Most people make biscuits from all-purpose flour, which has around 12% gluten. That can result in the "hockey puck" sort of heavy texture that many biscuits have. But cake flour is one of the lightest flours, containing only 7.5-9% gluten. As Baking A Moment notes, it's ground very finely and made from what is called soft wheat, sometimes referred to as white wheat (via Nash Organic Produce). The lower gluten percentage means it's also starchier, which makes it produce lighter, softer, fluffier results.

Cake flour is what makes these biscuits special.
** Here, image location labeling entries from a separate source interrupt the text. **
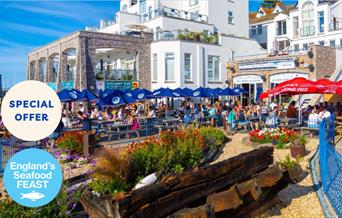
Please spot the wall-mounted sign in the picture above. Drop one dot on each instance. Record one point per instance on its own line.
(67, 85)
(287, 63)
(121, 85)
(279, 78)
(53, 86)
(246, 79)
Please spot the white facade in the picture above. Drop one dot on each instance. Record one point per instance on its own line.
(220, 28)
(310, 22)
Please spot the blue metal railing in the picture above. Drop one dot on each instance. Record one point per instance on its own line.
(330, 165)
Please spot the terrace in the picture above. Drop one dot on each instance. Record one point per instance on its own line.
(175, 13)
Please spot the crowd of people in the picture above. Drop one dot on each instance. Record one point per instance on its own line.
(231, 115)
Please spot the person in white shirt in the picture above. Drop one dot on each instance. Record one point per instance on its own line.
(324, 113)
(314, 119)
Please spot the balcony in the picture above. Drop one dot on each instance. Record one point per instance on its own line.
(187, 36)
(307, 31)
(124, 75)
(335, 26)
(170, 12)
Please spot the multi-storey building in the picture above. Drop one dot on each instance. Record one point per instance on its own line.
(295, 27)
(193, 39)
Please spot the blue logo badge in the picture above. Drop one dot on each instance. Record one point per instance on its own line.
(33, 177)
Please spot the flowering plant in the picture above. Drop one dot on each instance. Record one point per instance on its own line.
(276, 136)
(72, 141)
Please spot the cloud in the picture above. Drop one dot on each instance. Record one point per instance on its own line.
(32, 29)
(79, 11)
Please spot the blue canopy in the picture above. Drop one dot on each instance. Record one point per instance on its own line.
(202, 93)
(87, 95)
(69, 95)
(116, 98)
(141, 94)
(165, 93)
(228, 92)
(239, 90)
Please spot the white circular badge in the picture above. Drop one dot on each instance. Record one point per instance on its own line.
(31, 110)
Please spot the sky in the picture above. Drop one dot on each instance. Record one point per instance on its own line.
(26, 25)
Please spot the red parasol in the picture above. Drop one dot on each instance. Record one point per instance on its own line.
(294, 86)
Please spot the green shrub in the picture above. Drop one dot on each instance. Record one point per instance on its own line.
(112, 187)
(288, 163)
(214, 138)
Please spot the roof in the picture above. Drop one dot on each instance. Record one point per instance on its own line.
(269, 13)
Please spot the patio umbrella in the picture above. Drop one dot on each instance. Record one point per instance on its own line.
(116, 98)
(69, 95)
(87, 95)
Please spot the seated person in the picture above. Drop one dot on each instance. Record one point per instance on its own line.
(314, 119)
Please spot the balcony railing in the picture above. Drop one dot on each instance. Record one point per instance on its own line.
(126, 75)
(170, 12)
(335, 26)
(307, 31)
(187, 36)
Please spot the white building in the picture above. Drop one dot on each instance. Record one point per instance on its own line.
(295, 27)
(193, 39)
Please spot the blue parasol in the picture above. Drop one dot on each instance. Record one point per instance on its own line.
(69, 95)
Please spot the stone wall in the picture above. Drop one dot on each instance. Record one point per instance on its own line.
(324, 61)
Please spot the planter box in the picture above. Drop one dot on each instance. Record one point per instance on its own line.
(236, 187)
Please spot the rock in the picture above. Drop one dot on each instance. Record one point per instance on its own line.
(269, 177)
(205, 211)
(295, 173)
(225, 200)
(249, 186)
(148, 180)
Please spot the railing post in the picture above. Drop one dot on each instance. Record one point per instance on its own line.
(1, 156)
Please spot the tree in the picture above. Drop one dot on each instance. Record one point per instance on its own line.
(269, 3)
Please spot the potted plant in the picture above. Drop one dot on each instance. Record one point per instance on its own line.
(297, 147)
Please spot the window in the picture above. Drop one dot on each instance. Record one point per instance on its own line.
(256, 30)
(169, 67)
(142, 7)
(213, 68)
(193, 2)
(295, 26)
(308, 19)
(332, 43)
(281, 27)
(321, 21)
(230, 17)
(296, 47)
(187, 66)
(259, 30)
(155, 67)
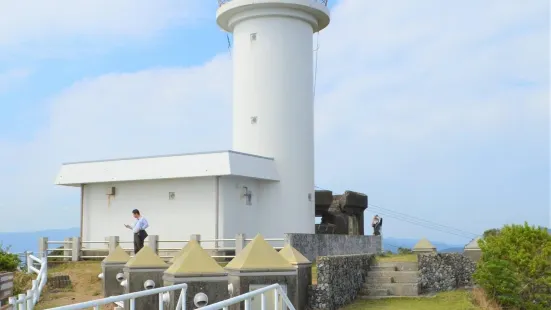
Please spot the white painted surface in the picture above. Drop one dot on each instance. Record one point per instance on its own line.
(273, 82)
(168, 167)
(191, 212)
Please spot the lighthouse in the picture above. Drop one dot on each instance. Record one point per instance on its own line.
(273, 99)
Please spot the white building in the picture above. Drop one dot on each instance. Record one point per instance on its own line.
(266, 185)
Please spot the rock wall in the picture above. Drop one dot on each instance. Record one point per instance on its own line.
(314, 245)
(340, 279)
(445, 272)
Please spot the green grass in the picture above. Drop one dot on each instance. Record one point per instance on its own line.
(456, 300)
(397, 258)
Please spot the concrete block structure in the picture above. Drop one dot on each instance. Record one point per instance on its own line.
(191, 244)
(304, 274)
(424, 246)
(266, 182)
(203, 275)
(144, 271)
(257, 266)
(112, 272)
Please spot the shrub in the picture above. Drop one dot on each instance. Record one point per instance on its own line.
(8, 262)
(515, 268)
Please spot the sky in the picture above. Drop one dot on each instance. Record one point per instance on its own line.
(437, 110)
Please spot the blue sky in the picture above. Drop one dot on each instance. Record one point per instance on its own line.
(436, 110)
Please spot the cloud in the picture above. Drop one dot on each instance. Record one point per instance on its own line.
(12, 77)
(423, 105)
(40, 28)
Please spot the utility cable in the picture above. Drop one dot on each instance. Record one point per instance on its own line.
(419, 222)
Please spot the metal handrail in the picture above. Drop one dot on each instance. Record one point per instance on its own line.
(132, 298)
(222, 2)
(28, 300)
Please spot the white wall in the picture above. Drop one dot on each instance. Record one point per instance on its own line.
(273, 82)
(191, 212)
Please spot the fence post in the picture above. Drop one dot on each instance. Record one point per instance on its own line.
(76, 247)
(43, 247)
(154, 243)
(196, 238)
(239, 243)
(113, 242)
(29, 261)
(67, 246)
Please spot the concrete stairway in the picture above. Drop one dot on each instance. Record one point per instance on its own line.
(388, 280)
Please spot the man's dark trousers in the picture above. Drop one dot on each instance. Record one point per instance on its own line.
(139, 238)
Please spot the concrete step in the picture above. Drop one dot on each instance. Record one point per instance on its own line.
(399, 266)
(394, 289)
(397, 276)
(382, 268)
(376, 280)
(380, 292)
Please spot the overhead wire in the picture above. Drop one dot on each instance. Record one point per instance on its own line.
(418, 221)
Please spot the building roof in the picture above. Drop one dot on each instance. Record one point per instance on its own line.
(146, 258)
(424, 244)
(293, 256)
(195, 261)
(473, 245)
(259, 255)
(168, 167)
(117, 256)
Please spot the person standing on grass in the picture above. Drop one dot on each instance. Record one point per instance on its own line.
(138, 229)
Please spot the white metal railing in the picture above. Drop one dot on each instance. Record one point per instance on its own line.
(164, 297)
(28, 300)
(168, 247)
(274, 289)
(222, 2)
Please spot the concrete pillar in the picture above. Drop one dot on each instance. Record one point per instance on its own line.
(43, 247)
(239, 243)
(113, 243)
(76, 248)
(153, 241)
(67, 246)
(195, 237)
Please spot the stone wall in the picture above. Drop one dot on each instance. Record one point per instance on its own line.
(340, 278)
(445, 272)
(314, 245)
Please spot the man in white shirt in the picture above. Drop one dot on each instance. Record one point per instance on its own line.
(139, 230)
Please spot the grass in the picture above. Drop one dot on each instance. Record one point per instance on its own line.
(455, 300)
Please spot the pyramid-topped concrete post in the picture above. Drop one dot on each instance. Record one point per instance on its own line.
(112, 272)
(424, 246)
(141, 272)
(472, 250)
(304, 274)
(257, 266)
(203, 275)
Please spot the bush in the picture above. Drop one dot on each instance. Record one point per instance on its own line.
(8, 262)
(515, 268)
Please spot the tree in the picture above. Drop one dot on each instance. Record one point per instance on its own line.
(515, 268)
(8, 262)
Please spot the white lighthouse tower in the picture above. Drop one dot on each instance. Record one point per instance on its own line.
(273, 100)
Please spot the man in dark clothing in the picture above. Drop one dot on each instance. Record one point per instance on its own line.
(138, 229)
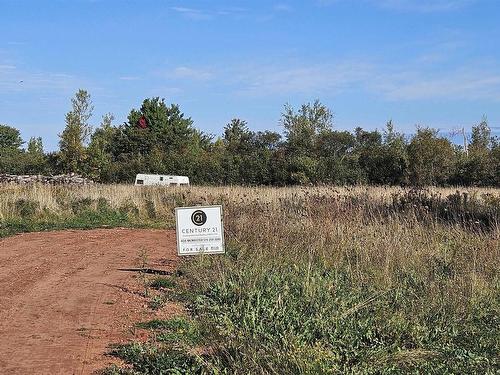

Fieri's recipe calls for a mix of cake flour and all-purpose flour — you still need the all-purpose to give it some weight and texture (via Food Network). But it's the added cake flour that gives them their fluffier texture, and makes them less crumbly and less likely to fall apart, like some other biscuits, Insider reports. The recipe also calls for a dusting of sea salt on the top, another unusual option, but combined with the fair amount of butter in the recipe as well as basted on top, it enhances the buttery rich flavor.

Fieri's recipe calls for using a food processor. One of the biggest reasons biscuits become hard hockey pucks is because the dough has been over-worked or over-kneaded. The kneading process is what activates the gluten, which can make the dough thicker and denser, even with the cake flour. A food processor helps keep that mixing to a minimum, though you can mix it by hand as well.

Cake flour is fairly easy to find in the baking isle of any grocery store, but in a pinch you can create a fairly simple substitute with all-purpose flour and corn starch. Just stay away from heavier flours, like bread flours, or you'll end up with rock-hard lumps of biscuits.